According to its official Facebook page and Eventbrite posting, the Women's March could last until 5 p.m., though a video about the event states that there will be openings along the marching route in case people want to leave early. Currently, almost 200,000 people have RSVP'd on the Facebook event page that they will be attending the Women's March, along with another 250,000 who have expressed interest.

The Women's March aims to be an inclusive event which, according to organizers, will acknowledge intersecting identities and defend the rights of all women, no matter where they come from or how they identify. For those who cannot attend the march in Washington, there are similar events planned in cities across the country as well as abroad.

Although the event was originally criticized for not being intersectional — it started out with the name "Million Women March," appropriating the name of a march that was led for and by black women back in 1997 — Tamika Mallory, Carmen Perez, and Linda Sarsour changed things up. All three are longtime organizers and women of color who have consistently worked for and with their communities to produce systemic change.

Mallory, Perez, and Sarsour were brought onboard to be national co-chairs of the Women's March, and since then, the organization has released an official platform that strives to be intersectional. Even so, planning the march has been difficult. The organizers faced logistical hurdles as they attempted to obtain a permit, and they also had to prove that the Women's March would indeed be an inclusive event. Now that the march is just days away, their efforts have clearly paid off, given that thousands of people are expected to attend.

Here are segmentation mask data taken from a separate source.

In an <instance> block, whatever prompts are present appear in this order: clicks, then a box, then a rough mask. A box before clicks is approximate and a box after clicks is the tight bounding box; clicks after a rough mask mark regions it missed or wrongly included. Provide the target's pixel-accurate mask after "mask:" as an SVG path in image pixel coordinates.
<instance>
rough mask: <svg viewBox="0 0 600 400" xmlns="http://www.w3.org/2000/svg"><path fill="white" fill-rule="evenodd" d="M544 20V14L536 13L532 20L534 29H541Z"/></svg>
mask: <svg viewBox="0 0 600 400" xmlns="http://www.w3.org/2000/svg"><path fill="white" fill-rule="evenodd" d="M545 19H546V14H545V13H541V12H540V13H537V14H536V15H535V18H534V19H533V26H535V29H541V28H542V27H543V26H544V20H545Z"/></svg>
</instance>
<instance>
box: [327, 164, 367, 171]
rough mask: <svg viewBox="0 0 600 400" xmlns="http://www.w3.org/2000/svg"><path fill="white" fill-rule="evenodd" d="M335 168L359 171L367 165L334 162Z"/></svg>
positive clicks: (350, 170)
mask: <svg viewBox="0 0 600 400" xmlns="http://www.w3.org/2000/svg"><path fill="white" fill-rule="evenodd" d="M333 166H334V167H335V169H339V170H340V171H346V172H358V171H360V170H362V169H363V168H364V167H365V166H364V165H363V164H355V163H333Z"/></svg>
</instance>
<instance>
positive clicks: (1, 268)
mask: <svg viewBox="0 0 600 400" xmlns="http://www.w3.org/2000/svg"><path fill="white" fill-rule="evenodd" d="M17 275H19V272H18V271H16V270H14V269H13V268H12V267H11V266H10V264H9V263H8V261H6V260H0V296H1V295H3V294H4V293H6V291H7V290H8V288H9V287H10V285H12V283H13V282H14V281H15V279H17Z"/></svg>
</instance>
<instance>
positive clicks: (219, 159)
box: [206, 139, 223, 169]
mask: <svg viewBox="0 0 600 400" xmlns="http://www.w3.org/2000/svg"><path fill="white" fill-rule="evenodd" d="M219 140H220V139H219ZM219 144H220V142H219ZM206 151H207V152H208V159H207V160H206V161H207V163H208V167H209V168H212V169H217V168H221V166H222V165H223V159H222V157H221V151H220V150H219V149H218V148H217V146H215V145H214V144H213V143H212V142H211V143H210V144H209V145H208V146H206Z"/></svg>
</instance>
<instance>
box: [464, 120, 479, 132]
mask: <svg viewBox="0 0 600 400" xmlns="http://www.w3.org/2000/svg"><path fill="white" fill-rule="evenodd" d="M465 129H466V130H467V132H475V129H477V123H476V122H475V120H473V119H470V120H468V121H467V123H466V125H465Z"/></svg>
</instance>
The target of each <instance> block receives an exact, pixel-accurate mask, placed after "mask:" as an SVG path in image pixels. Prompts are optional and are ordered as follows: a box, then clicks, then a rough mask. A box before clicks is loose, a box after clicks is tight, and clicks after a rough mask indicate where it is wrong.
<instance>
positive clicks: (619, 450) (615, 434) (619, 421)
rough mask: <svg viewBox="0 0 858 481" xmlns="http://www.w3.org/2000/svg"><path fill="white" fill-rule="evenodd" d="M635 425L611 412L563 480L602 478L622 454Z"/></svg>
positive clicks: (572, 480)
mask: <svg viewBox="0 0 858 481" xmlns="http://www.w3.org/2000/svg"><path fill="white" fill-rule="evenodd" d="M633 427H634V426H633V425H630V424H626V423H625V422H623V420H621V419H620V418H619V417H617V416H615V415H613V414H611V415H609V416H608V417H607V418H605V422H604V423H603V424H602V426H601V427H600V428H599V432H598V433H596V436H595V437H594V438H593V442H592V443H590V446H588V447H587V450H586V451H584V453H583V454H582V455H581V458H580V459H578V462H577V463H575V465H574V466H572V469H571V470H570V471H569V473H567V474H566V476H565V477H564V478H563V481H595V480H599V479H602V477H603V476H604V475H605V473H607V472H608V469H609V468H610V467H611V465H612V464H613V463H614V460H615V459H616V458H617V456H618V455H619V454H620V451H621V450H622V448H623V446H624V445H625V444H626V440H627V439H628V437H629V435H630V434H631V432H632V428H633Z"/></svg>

The Women's March on Washington may come to a close by 5 p.m. on Jan. 21, but the fight against Trump and the systemic injustice that he represents is only just beginning. This event, which will happen not only in Washington, D.C. but all over the world, illustrates that people are ready to confront racism, sexism, xenophobia, Islamophobia, anti-Semitism, ableism, and other forms of bigotry that could be normalized during a Trump presidency.